Iraq: May 9, 2004


Gunmen loyal to Muqtada al Sadr are getting nervous, as public support, which was never very strong to begin with, turns to public hate. American troops have been arresting leaders of al Sadrs militia throughout the Shia areas of Iraq in the last few days. In most cases, the al Sadr gunmen flee rather than fight to protect their leaders. Some al Sadr men in Basra tried to seize more government buildings, but were driven off by British troops and chased back to residential areas where gunfire could be heard for hours. The strategy appears to be that the Shia leadership (civil and religious) will continue negotiating with al Sadr for his surrender, while coalition troops dismantle the al Sadr militias that have sprang up in many Shia neighborhoods. One good thing that has come out of the al Sadr experience is to convince many Iraqis that the independent militias are a bad thing. While it can be thrilling, at first, to march through the streets behind a bunch of young guys with guns, it soon turns ugly when the guys with guns start to throw their weight around and turn into capricious bullies. 

Fallujah, which had become a refuge for all manner of Baath Party and anti-government gunmen and terrorists, is still blockaded by American marines. Patrols by the security forces recruited locally have gone on without much fuss. But the various gangs are still in and around the city. The Iraqi Fallujah Brigade apparently will not go looking for gunmen, but will just confront those who openly disturb the peace. Meanwhile, the gangs will use Fallujah as a base for attacks on coalition convoys and bases. The marines feel they may still have to go in and deal with the gangs. Eventually, someone, either from the coalition or Iraq, will have to kill or disarm the various Sunni, terrorist and criminal gangs in the Fallujah region. While the coalition would prefer that the Iraqis do it, there is a real fear that an Iraqi army, ordered in by an elected (by the majority Shia and Kurd) government, would simply level the city, with great loss of civilian life. 

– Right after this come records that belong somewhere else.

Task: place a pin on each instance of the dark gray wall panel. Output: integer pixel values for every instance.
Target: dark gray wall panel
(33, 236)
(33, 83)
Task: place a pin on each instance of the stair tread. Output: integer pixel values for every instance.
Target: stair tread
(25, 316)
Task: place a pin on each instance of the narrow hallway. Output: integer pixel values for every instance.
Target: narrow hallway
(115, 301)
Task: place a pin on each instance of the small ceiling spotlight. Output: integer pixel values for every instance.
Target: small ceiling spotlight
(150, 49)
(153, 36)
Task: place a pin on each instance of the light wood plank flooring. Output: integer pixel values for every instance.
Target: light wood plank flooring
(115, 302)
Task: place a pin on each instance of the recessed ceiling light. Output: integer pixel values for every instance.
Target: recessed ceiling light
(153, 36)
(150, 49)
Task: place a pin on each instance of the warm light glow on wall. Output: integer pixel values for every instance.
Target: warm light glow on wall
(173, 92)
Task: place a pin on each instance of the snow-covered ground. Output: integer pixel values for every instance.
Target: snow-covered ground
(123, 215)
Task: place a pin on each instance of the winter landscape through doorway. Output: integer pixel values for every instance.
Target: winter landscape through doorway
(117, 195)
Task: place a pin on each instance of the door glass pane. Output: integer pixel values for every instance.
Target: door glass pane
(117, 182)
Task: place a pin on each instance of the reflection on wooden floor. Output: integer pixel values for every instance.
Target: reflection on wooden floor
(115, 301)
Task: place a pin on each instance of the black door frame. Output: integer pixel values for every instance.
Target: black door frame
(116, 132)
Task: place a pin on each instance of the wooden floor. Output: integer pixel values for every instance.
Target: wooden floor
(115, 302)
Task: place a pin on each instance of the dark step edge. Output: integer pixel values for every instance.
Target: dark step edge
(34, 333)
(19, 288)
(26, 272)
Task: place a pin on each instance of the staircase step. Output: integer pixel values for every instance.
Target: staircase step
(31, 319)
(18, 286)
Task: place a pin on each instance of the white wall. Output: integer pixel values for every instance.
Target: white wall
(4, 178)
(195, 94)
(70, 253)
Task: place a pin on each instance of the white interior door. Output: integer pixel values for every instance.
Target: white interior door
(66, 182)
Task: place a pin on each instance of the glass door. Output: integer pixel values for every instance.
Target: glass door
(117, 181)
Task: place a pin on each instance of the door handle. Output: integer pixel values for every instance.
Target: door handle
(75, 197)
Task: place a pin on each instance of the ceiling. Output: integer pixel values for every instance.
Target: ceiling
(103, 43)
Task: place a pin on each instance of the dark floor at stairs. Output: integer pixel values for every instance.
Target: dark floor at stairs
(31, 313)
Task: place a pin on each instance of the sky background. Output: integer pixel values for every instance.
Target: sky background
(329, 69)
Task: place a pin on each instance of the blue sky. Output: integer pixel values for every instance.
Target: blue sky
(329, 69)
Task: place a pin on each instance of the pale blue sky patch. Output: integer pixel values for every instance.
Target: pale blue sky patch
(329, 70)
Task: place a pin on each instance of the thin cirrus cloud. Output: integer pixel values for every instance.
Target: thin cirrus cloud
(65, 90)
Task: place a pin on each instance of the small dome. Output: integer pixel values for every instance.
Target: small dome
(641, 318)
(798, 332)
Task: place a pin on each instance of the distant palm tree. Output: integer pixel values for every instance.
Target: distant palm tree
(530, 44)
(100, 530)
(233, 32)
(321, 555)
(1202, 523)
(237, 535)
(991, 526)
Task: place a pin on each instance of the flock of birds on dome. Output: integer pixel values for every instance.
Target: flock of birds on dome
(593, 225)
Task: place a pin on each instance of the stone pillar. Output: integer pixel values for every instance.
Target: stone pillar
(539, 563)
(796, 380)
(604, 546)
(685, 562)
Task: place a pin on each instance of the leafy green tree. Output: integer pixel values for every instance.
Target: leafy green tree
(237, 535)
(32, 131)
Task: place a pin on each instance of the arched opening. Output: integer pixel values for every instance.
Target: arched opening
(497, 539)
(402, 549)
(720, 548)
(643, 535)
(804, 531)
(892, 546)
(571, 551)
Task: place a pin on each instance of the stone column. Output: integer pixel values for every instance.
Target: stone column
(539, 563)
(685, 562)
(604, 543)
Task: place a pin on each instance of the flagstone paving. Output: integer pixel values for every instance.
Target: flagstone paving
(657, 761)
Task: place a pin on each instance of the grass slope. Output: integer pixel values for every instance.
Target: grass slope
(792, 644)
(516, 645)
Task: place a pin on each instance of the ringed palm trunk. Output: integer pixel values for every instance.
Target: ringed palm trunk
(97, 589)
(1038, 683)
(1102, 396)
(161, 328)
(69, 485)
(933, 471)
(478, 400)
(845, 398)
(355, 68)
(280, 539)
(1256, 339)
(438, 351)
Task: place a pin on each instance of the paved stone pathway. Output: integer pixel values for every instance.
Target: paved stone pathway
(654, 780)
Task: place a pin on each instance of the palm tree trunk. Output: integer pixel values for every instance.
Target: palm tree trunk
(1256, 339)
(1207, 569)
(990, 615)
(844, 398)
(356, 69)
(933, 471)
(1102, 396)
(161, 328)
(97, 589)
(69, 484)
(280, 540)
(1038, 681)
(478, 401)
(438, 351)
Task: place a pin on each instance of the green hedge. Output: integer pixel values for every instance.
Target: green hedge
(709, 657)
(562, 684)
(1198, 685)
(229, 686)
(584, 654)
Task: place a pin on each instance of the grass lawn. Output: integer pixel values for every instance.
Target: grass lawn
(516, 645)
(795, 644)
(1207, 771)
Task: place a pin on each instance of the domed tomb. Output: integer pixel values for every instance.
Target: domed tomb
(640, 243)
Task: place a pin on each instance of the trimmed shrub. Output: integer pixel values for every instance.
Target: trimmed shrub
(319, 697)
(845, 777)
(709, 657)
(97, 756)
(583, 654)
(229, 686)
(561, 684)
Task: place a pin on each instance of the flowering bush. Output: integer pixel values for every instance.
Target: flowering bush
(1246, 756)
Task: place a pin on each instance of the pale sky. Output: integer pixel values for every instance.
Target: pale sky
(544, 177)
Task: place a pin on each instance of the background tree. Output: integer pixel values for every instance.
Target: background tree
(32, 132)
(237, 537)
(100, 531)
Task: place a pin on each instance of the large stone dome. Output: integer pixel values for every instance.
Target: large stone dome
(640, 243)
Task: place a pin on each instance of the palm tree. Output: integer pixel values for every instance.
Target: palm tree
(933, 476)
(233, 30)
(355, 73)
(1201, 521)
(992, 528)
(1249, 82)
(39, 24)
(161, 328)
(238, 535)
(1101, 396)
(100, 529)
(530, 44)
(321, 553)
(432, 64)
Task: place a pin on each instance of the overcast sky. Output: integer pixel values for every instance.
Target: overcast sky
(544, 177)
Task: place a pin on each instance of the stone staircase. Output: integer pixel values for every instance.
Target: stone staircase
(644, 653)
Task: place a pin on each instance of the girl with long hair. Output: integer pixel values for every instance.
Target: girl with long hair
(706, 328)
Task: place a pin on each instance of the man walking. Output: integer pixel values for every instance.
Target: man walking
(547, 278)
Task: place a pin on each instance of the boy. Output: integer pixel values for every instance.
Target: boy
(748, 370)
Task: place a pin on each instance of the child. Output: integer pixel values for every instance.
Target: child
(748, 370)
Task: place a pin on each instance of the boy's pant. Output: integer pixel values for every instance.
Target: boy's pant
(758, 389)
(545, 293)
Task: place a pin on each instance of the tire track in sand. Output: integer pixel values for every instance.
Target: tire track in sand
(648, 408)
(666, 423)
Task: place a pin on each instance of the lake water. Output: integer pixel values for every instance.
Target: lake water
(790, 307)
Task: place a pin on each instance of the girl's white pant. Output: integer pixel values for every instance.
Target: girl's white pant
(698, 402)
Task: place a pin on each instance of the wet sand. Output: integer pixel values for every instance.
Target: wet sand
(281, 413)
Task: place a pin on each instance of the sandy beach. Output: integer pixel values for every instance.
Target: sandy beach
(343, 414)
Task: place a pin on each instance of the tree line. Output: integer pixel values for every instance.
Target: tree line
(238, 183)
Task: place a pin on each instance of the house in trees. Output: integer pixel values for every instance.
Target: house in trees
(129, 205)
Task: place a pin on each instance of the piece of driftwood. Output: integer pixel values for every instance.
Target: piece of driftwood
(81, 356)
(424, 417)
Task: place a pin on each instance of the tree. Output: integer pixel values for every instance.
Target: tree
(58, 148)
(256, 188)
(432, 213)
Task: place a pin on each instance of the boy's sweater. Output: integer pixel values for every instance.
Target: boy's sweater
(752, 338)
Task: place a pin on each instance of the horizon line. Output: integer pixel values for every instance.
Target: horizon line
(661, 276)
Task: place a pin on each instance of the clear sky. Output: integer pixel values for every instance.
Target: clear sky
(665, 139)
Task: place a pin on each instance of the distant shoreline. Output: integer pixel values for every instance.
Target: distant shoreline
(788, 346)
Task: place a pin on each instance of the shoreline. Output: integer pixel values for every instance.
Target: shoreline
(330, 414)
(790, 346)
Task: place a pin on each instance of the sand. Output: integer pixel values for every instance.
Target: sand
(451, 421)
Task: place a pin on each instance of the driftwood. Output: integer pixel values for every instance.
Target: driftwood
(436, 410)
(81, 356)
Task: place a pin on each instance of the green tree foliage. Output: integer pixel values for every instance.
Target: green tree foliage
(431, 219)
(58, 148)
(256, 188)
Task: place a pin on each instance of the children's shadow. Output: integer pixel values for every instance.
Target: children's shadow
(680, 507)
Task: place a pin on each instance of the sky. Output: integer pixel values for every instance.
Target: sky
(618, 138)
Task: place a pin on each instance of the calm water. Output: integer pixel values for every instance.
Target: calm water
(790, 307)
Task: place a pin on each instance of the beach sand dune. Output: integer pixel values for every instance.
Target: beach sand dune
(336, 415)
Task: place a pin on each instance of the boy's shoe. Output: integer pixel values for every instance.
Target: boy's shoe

The violence by Sunni and Shia gangs has caused about 30 percent of non-Iraqi aid workers to leave since April. They have been replaced by Iraqis. This is very popular with Iraqis, who see unemployment as a major problem and were dismayed at the number of foreigners who were brought in to do jobs that most Iraqis thought Iraqis could handle. There have been few, practically none, losses among the 6,000 Iraqis already working on reconstruction. This is despite the threats, and sometimes physical violence, by Baath Party thugs. Despite the headlines by the foreign press, most of Iraq has been quiet for the past few months. The Sunni Arabs were hostile to the coalition from the beginning, and foreign reporters could always get a colorful anti-coalition quote or demonstration by just going to a Sunni neighborhood and looking for Saddam supporters. There was, and is, real fear in these neighborhoods. But not fear of coalition troops, but of the Shia and Kurd troops that will appear when the coalition soldiers leave. This story angle is rarely pursued by the media. But the troops in Iraq know all about it, as it's a matter of life and death to know which neighborhoods are pro-Baath Party, and which ones are not.